Mélange des genres et manipulation
Au milieu d’un rappel de banalités sur la contestation de certains enseignements, la rubrique « laïcité et enseignements » (p.16 et suivantes), débouche sans prévenir sur une curieuse section – « commémorations et moments collectifs » – modèle d’amalgame, de mélange des genres et de manipulation :
« Les chefs d’établissement et directeurs d’école sont tenus de faire participer les élèves aux moments collectifs qui concernent l’École et la République. Il est important de pouvoir montrer que ces commémorations ou événements, que les élèves doivent respecter, ont fait l’objet d’un débat démocratique, issu d’un vote du Parlement et font partie du cérémonial républicain que l’École de la République se doit d’observer. La mobilisation de l’École pour les valeurs de la République suppose dorénavant que les projets d’école et d’établissement détaillent les modalités de la participation active des élèves aux journées ou semaines spécifiques […] aux commémorations patriotiques […] »

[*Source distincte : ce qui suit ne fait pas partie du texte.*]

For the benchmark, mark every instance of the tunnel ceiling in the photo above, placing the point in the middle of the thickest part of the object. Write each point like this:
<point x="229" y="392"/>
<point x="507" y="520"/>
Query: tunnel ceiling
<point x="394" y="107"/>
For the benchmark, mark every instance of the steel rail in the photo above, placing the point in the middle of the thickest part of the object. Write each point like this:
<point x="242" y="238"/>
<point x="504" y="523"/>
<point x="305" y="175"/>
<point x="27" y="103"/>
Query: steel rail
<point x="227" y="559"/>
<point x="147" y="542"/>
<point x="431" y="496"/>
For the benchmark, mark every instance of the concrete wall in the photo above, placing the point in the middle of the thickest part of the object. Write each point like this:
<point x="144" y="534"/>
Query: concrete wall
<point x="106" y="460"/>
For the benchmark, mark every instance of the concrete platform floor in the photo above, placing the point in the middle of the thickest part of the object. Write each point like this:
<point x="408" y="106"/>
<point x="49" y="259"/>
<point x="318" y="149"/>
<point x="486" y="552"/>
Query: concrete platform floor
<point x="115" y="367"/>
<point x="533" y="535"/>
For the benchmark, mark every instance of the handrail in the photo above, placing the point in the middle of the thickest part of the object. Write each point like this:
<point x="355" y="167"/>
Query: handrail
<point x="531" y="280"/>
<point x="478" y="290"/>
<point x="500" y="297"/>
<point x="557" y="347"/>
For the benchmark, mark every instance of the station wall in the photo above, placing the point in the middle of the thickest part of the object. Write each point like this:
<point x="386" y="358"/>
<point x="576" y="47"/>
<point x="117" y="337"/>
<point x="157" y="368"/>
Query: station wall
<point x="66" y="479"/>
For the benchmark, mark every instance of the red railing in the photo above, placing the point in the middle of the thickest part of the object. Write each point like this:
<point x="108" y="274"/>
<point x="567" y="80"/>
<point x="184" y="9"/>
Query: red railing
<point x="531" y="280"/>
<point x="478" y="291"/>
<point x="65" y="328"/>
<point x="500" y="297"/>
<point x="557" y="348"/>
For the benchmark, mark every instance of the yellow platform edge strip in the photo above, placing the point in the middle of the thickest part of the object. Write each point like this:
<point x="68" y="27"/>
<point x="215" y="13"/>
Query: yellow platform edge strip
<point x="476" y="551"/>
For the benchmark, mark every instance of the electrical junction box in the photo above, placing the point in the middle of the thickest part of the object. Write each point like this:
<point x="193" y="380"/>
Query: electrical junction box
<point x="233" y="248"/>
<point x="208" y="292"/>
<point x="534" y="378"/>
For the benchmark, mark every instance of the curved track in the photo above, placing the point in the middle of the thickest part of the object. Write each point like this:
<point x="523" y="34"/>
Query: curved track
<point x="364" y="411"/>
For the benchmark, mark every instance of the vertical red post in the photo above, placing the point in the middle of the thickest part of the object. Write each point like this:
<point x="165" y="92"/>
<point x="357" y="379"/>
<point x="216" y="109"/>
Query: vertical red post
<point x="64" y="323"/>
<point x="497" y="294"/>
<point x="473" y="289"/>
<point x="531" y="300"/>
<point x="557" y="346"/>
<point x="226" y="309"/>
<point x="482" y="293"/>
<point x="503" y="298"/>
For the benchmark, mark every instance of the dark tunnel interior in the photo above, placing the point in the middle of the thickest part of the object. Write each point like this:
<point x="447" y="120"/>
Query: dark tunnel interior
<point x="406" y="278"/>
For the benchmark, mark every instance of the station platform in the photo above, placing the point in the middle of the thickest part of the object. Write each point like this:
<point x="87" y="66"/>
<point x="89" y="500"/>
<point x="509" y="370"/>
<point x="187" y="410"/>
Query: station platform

Ainsi, dans les établissements scolaires, « la participation active des élèves […] aux commémorations patriotiques » fait « dorénavant » l’objet d’une obligation règlementaire. Et il aura suffi d’un simple formulaire ministériel – et non d’un “débat démocratique”, pratique inconnue à l’EN – jamais discuté avec les intéressés, pour qu’une idéologie, un système politique – le patriotisme – se voient imposées à toute une population scolaire, en dépit d’autres valeurs, d’autres libertés que ce même document prétend lui garantir. Comme par exemple :
– l’article 3 de la charte de la laïcité : « la laïcité garantit la liberté de conscience à tous. Chacun est libre de croire ou de ne pas croire. » Sauf au patriotisme ?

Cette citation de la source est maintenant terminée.